When I was Deputy President of NUS, in the mid-70s, he remained unimpressed by any petty aggrandisement I may have achieved, electorally, and continued with that gentle guidance and persistent support.
When I became an Industrial Correspondent for ITN in the 1980s, wrestling with the social and economic schisms of the miners' strikes, he was a power, but generous in both time and patience.
As North Sea oil flowed, so too did the constant accessibility, patience in explaining his views, and passions for seizing the 'goodies' for the greatest number whilst campaigning against the oligarchical might of the oil companies.I challenged him, constantly; he answered, consistently.
Whilst my son was at Winchester College, in the 90s, a school project prompted a letter to leading lights about how politics had changed in their lifetimes. Tony's letter to Alex was one of the most thoughtful, lengthy and incisive my son received.
To give that context, others in the series came from David Steel, John Smith and Norman St. John Stevas.
In the ITN News Channel days, he was a constant and generous guest. He taped everything, carried his pipe into the studio but agreed not to smoke it and he always asked after Alex, my 'brilliant son'.
In later years, I saw him less frequently but when I did it was as if we were still in the 1970s. Warm, friendly, charismatic - he was a dynamo, fizzing with ideas, polemic and friendship.

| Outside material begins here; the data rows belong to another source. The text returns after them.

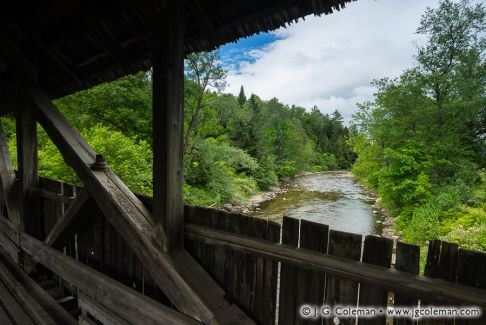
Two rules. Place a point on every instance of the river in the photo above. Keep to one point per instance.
(331, 198)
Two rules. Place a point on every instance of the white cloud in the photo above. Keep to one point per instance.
(329, 61)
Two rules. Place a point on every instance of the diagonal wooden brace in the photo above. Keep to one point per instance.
(122, 208)
(69, 223)
(178, 275)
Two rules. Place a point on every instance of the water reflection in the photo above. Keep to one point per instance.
(331, 198)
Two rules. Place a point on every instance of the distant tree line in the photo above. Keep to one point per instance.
(421, 142)
(234, 146)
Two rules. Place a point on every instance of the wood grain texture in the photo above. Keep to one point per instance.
(26, 131)
(168, 125)
(124, 211)
(339, 290)
(407, 260)
(389, 279)
(311, 285)
(288, 311)
(127, 302)
(71, 221)
(7, 179)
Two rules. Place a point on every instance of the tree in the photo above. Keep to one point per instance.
(421, 142)
(203, 70)
(242, 97)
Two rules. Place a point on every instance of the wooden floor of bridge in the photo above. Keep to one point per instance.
(33, 300)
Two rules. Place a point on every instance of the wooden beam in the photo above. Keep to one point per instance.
(126, 302)
(37, 301)
(53, 195)
(122, 208)
(100, 312)
(7, 179)
(390, 279)
(72, 221)
(168, 125)
(26, 126)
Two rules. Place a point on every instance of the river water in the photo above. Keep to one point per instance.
(331, 198)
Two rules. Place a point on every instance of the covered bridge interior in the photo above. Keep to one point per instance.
(121, 258)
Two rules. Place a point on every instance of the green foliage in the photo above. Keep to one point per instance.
(130, 159)
(217, 173)
(421, 142)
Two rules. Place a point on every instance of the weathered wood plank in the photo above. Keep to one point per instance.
(4, 319)
(311, 285)
(130, 304)
(168, 125)
(7, 179)
(288, 309)
(407, 260)
(26, 127)
(269, 299)
(377, 251)
(389, 279)
(72, 220)
(41, 307)
(339, 290)
(211, 293)
(100, 312)
(441, 263)
(471, 270)
(16, 313)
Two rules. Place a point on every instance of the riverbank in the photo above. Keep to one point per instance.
(389, 224)
(322, 187)
(255, 201)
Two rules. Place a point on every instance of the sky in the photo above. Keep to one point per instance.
(328, 61)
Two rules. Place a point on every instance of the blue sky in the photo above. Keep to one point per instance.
(243, 51)
(329, 61)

I last saw him in October 2013 to interview him on the publication of the final volume of his extensive run of diaries. He was frail but still lucid; he was reflective but still constant in his core beliefs.
He'd moved from Holland Park to a new home; it was still an altar to his passions and beliefs - a library of texts, from Das Kapital to reams of poetry. There were mugs and miners lamps and banners and pictures.

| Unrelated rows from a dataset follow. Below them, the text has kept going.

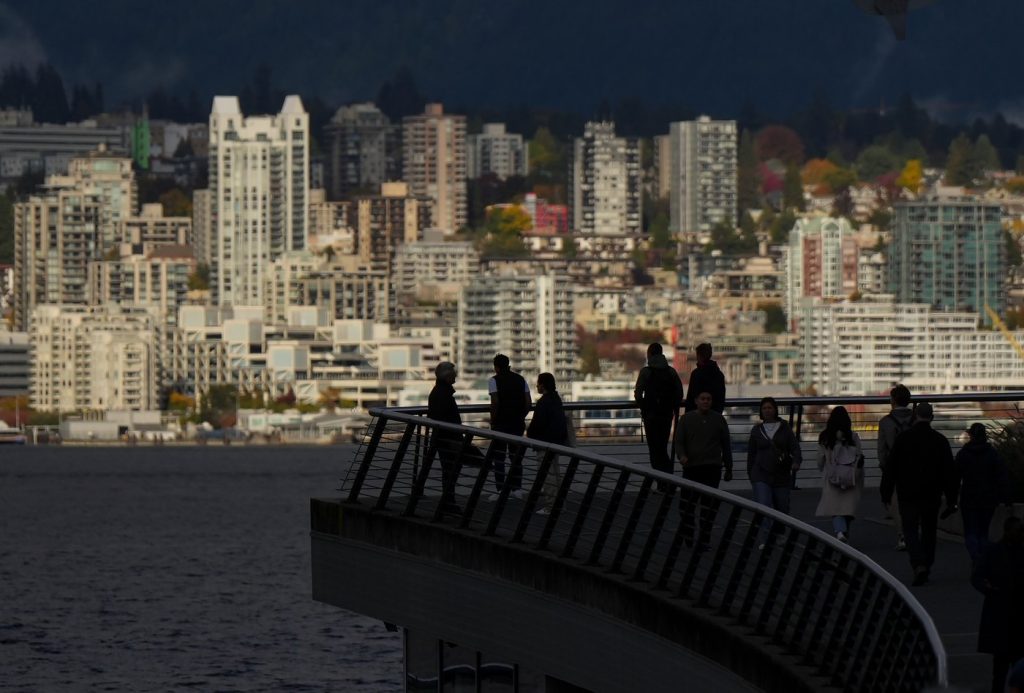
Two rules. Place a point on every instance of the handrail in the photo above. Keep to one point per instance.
(841, 578)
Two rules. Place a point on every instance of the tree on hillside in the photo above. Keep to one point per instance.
(793, 188)
(960, 163)
(911, 176)
(876, 161)
(748, 177)
(778, 141)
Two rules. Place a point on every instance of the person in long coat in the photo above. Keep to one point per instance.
(999, 575)
(840, 501)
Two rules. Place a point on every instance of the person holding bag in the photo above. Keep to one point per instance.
(772, 458)
(841, 461)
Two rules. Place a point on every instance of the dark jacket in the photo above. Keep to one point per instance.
(548, 423)
(984, 478)
(900, 419)
(441, 406)
(704, 439)
(762, 455)
(707, 378)
(658, 391)
(920, 468)
(999, 575)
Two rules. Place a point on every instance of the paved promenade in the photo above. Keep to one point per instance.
(953, 604)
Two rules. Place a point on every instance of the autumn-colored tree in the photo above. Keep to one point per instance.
(778, 141)
(793, 188)
(816, 170)
(911, 176)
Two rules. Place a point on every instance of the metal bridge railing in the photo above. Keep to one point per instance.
(827, 606)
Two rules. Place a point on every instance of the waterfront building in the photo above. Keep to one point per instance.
(259, 195)
(151, 227)
(948, 252)
(604, 182)
(497, 153)
(866, 346)
(528, 318)
(364, 149)
(433, 164)
(93, 358)
(14, 362)
(702, 184)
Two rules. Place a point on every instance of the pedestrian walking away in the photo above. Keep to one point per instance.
(984, 483)
(550, 425)
(998, 574)
(841, 461)
(897, 421)
(772, 458)
(706, 378)
(920, 470)
(510, 402)
(658, 393)
(448, 444)
(704, 447)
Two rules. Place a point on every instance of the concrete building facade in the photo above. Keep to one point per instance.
(605, 182)
(433, 163)
(702, 175)
(259, 195)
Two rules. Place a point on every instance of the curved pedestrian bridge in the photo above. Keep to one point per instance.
(594, 578)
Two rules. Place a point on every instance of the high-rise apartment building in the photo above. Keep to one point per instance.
(259, 195)
(364, 149)
(948, 253)
(433, 156)
(865, 347)
(93, 357)
(498, 153)
(702, 174)
(822, 261)
(385, 221)
(605, 182)
(528, 318)
(74, 219)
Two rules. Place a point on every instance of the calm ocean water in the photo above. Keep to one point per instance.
(170, 568)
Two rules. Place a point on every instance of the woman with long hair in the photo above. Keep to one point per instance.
(841, 461)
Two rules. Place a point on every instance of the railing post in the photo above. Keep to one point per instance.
(368, 458)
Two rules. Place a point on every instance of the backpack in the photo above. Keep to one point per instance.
(660, 394)
(843, 470)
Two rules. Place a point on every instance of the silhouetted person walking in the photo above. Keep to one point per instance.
(999, 575)
(704, 446)
(510, 403)
(897, 421)
(920, 470)
(984, 480)
(441, 406)
(550, 425)
(658, 393)
(706, 378)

A bust of his beloved Caroline, whose memorial service at Westminster Abbey I had been honoured to be invited to. I remember that last interview as if it was yesterday.
I remembered, on that October day that I recorded it, our first meeting in the early 1970s as if that, too, was yesterday. He was that sort of man.

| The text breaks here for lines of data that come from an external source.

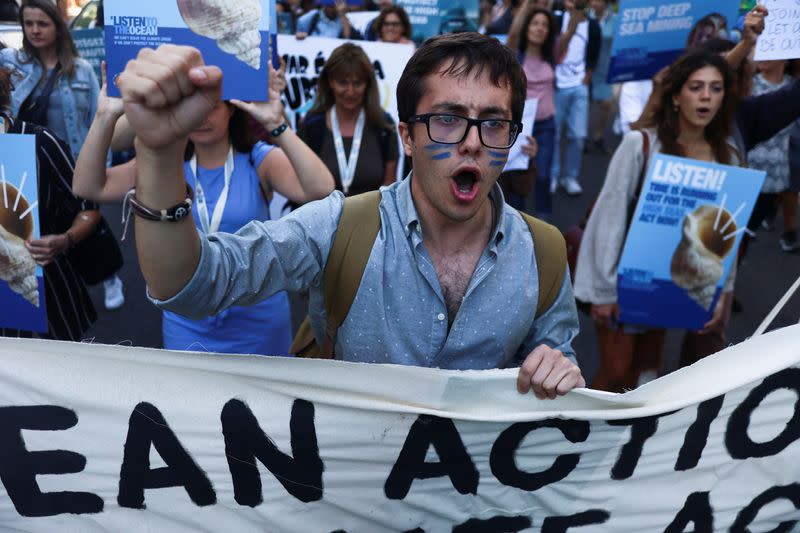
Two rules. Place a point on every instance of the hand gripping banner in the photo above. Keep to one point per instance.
(105, 438)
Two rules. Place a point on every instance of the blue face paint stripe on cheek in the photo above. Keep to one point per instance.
(436, 146)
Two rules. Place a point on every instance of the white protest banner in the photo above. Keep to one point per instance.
(361, 20)
(107, 438)
(516, 159)
(781, 36)
(305, 59)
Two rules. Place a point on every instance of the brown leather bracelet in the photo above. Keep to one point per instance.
(173, 214)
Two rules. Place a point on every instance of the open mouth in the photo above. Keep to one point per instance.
(465, 185)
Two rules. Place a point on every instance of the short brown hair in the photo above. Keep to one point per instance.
(350, 59)
(460, 55)
(385, 12)
(65, 47)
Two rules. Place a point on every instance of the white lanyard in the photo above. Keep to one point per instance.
(200, 196)
(347, 165)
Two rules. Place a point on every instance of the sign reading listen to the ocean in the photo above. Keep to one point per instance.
(231, 35)
(21, 283)
(683, 240)
(652, 33)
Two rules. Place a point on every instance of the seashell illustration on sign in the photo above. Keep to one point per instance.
(232, 24)
(708, 237)
(17, 267)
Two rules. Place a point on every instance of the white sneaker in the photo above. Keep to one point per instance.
(114, 299)
(572, 186)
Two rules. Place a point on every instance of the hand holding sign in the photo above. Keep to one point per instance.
(781, 35)
(167, 93)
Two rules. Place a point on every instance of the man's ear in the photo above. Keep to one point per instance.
(405, 138)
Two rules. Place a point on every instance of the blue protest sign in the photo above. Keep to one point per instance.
(234, 36)
(683, 239)
(434, 17)
(91, 47)
(21, 279)
(650, 34)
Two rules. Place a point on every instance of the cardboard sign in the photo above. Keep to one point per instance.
(91, 47)
(22, 302)
(781, 36)
(650, 34)
(234, 36)
(108, 438)
(683, 240)
(435, 17)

Born to wealth and title, he cast the title aside to stand for the House of Commons. The wealth, principally from publishing, remained; but it was, to him, little more than an enabler. He didn't just believe in socialism: he sought to achieve it and, in his own microcosm, to live it - generous, compassionate, collegiate.
He, like many in the early days of the 'movement', was a man of faith - a christian socialist.
He loathed war and was a fiery peace campaigner, to the last.He mistrusted the bankers, the oil barons, all the masters of capital.
He cherished the poor and excluded, and would often gaze into camera, when answering a question, saying, "What the people at home are worried about or care about, or deserve..."
To many on the right he was a swivel-eyed man of madness but if you read the tributes this morning, even from some on the hard-right, merit eventually shines through and there is a sneaking admiration there from many.
Peer, self-demoter, Post Master General, Energy Secretary, would-be party leader and Prime Minster, he was, above all that, a friend. A towering figure who never wavered. Forget the divisions of belief and cherish the qualities of constancy, passion, belief and friendship.
Tony Benn, (Anthony Wedgwood Benn, Viscount Stansgate) - RIP, my dear and much missed friend.